Around the Kitchen Table: Spring planting
One topic that seems to be on everyone’s lips this time of year is spring planting. Whether you are a big-time farmer with hundreds of acres or a small local producer, planting time dominates conversations in the grocery store, hardware store or café. It’s on everyone’s minds. Even the hobby gardener gets caught up in the excitement.
I remember going with Dad to our small-town feed store and overhearing debates among the overalled and khaki-clad men. They would discuss the virtues of different varieties of corn and beans and what the Farmer’s Almanac predicted for rain. Many of the farmers we knew then still used horse- or mule-drawn equipment, so the timing of planting was dependent on the state of the fields – too wet and the animals and equipment would bog down; too dry and you’d end up with a lot of dust and too few germinating seeds.
Up until I was about 4 or 5, we had a Belgian Quarter horse cross that we used for field work.
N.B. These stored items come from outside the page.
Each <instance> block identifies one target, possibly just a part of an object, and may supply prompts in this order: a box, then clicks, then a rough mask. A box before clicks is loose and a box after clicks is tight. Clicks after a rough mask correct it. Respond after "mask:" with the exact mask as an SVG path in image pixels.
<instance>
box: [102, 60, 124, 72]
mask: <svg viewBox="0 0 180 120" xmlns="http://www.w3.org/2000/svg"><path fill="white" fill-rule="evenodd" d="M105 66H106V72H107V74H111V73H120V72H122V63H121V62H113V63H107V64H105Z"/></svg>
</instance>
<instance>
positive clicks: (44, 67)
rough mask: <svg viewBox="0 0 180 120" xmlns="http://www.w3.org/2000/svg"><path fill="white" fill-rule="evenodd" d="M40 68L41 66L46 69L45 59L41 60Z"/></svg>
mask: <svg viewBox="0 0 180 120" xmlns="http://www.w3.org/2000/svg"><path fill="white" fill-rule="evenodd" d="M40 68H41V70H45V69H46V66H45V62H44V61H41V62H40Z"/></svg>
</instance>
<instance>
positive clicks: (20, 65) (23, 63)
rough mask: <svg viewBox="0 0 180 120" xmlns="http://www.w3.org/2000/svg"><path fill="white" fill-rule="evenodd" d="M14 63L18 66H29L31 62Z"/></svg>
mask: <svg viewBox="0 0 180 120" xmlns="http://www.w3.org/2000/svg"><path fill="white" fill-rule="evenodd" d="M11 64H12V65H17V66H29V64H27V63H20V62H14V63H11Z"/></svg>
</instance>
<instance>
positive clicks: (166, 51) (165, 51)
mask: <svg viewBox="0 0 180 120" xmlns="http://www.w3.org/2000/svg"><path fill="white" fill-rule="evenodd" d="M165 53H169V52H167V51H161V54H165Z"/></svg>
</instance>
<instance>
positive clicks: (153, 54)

Unfortunately, Old Tom got too old to plow and died before spring planting, so that year Dad borrowed a neighbor’s mule and managed to get our garden in. We had to work it by hand the rest of the time. Fortunately, I was too little to be of much help, so I wasn’t required to hoe and chop weeds (thank goodness). I did, however, benefit from the onions, beans, potatoes, corn and tomatoes that grew – they were delicious.
Time went on and Dad tried other horses when it came time to plow, but they were basically a disaster. It was almost as if they were aware of the advent of modern machinery and were throwing off the archaic restraints put on equines for thousands of years. Dad just said, “They were too big for their britches and didn’t know their proper place.”
An observant neighbor concluded that Dad had probably chosen horses that were “too high falutin’” for such menial tasks as plowing. He may have been right. Dad was a good judge of horseflesh, but he favored the slick, lean, high-stepping saddle-type horses over the sturdy, slower-paced dependable farm horses. Can’t say I blame him; a pretty horse is hard to resist.
Eventually Dad came around to the modern way of doing things and bought a 1940s red Farmall tractor with implements. At least, it used to be red – now it was more of a faded, muddy, dark pink color. It did make short work of disking up the garden plot and making nice, even furrows for planting. Dad no longer had to chase down runaway reluctant “plow” horses, even though he did have to get used to different equipment.
There is a big difference in hooking up horse-drawn plows, planters and other things compared to the tractor variety. It took some getting used to for Dad; after all, he grew up walking behind a horse-drawn plow, and some habits are hard to break. But like everything in his life, he approached it with curiosity and an enthusiasm for learning something new. It didn’t take him long to figure out this new-fangled way of farming.
I think he sometimes missed the quiet sounds of the horse’s harness and traces jingling and creaking and the whisper of the soil as it rolled off the curve of the plow blade and heaped into rows. I guess that’s one of the reasons he couldn’t give up his manual corn planter. He’d used it for years with Old Tom, but now, he was faced with retiring it permanently.
My oldest sister overheard him talking to Mama about it and volunteered to pull it for him. Melanie was in high school at the time and stout for her age. She was Dad’s shadow growing up and had worked alongside him on the farm as hard as any son could, so Dad was willing to let her try.
I think she and Dad had fun that day because every round they made, their smiles got bigger. Pretty soon, we were all rowed up, cheering them on. That’s when Mama took this picture.
They got the field planted and we had a good crop of roasting ears that year thanks to their hard work. After that summer, Dad decided to retire the corn planter. He put it in our barn to protect it from the weather. It joined the harnesses, traces, horse collars, plow reins, plows and other outdated equipment. Today, it is part of Dad’s collection, a farm museum he put together with the help of my sisters, years ago.
When I look at the amazing display he is passing on to his grandchildren and great-grands, I am thankful I was able to see for myself the transition from the old ways to modernity … and I smile every time I see that old corn planter.